Lis Alibi Pendens under the Council Regulation (EC) No 44/2001 on jurisdictionand the recognition and enforcement of judgments in civil and commercial matters
Lis Alibi pendens is Latin for ‘suit pending elsewhere.’ Both Articles 27 and 28 of the EU Regulation 44/2001 regulate the existence of lis alibi pendens and related judicial actions. In particular it is a doctrine that regulates the jurisdictional relationship of courts hearing concurrent proceedings involving the same or related causes of action between the same parties pending in the courts of different Member States.
In the English case of Ferrexpo AG-and-Gilson Investments Limited and ors EWHC 721, it was stated that where Article 27 of the EU Regulation is engaged, there is no scope for the operation of Article 28, and that once there are proceedings in different Member States involving the same cause of action and between the same parties, the matter is governed by Article 27 and its mandatory regime. Hence it can be argued that as per Article 27 of the EU Regulation 44/2001, the Court has the power to stay on its own motion(automatic power) an action filed before it when there is an action filed before the Court of another Member State involving the same cause of action and between the same parties.
Likewise of great significance is the fact that Article 27 covers also non Member States which was further analyzed in the case of Ferrexpo. Specifically the Ferrexpo case is important for the below reasons :
(a) It was decided that both Articles 27 and 28 are also applied with regards to proceedings pending before non Member States.
(b) That the application of Articles 27 and 28 of the EU Regulation 44/2001 is not prevented or affected by the legal principles in the decision of Owusu–v- Jackson Case C-281/02.
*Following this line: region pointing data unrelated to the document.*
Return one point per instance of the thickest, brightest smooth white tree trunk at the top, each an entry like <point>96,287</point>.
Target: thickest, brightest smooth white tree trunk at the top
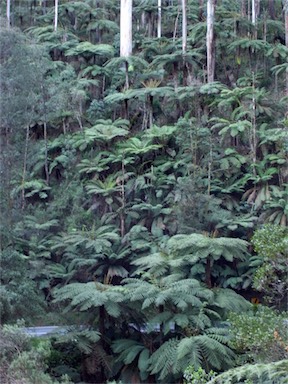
<point>125,28</point>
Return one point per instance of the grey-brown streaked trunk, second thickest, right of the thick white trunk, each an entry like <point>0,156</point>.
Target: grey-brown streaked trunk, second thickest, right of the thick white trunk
<point>210,40</point>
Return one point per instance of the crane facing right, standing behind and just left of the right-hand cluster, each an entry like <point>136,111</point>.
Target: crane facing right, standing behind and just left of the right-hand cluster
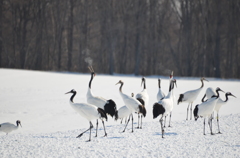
<point>190,97</point>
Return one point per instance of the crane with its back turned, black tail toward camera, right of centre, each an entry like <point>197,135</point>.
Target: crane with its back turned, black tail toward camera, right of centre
<point>164,106</point>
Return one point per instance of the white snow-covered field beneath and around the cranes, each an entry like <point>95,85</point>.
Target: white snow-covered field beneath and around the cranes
<point>50,125</point>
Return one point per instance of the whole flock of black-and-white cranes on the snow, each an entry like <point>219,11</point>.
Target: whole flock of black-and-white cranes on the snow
<point>100,108</point>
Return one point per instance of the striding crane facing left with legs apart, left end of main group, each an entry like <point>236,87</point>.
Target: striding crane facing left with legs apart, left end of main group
<point>88,111</point>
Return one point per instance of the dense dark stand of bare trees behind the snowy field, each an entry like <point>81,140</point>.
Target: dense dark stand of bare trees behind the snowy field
<point>141,37</point>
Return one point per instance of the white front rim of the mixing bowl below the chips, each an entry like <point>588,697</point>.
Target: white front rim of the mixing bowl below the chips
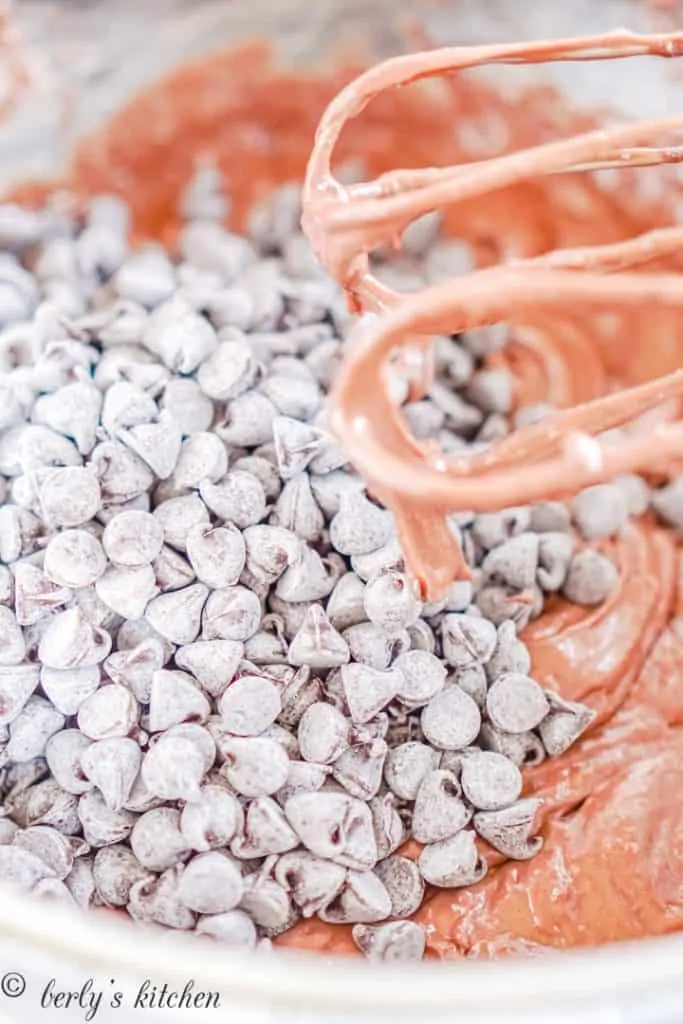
<point>573,978</point>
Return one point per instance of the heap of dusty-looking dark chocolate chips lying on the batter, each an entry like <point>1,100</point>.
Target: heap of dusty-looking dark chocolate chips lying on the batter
<point>223,704</point>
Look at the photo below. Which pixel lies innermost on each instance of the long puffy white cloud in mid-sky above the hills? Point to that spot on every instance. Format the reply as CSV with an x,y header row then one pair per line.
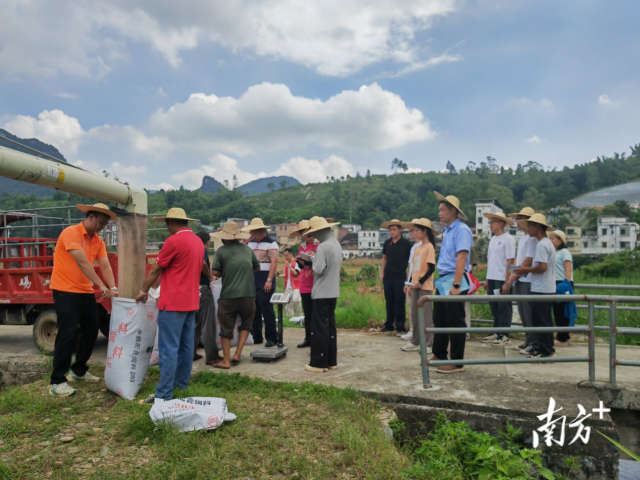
x,y
268,116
In relation to Article 28 where there are pending related actions before the courts between different member states, which again extends to non Member States as analyzed in Ferrexpo, then the court has the power to stay (discretionary power) the action before it under the precondition that thecourt first seised has jurisdiction over the actions in question and its law permits the consolidation thereof. Hence irrespective of the legal principles in Owusu-v-Jackson Article 28 applies.
In the case of Tatry (1994) CASE C-406/92,the European Court stated that Article 28 of the EU Regulation needs to be interpreted broadly to cover all cases where there is a risk of conflicting decisions, even if the judgments can be separately enforced and their legal consequences are not mutually exclusive. Additionally, this Article was also the subject of interpretation for Courts who were eager in various cases such as Sarrio SA v. Kuwait Investment Authority  UKHL 49, to analyze the meaning of ‘related actions’. In the case the Plaintiff issued proceedings in Spain based on contract and while these Spanish proceedings were pending, the Plaintiff also started English proceedings against the same defendant claiming damages (based on tort). The House of Lords decided that both proceedings involved ‘ related actions’ developing a broad common sense approach hence decided to decline jurisdiction under Article 28.2.
Therefore the above illustrate how the courts have discretionary powers depending on the matter at issue to use either Article 27 or Article 28 accordingly. What is of great curiosity is to see how future courts will interpret Article 27 and Article 28 and whether they will continue to adopt the broad approach as in the case of Sarrio v Kuwait.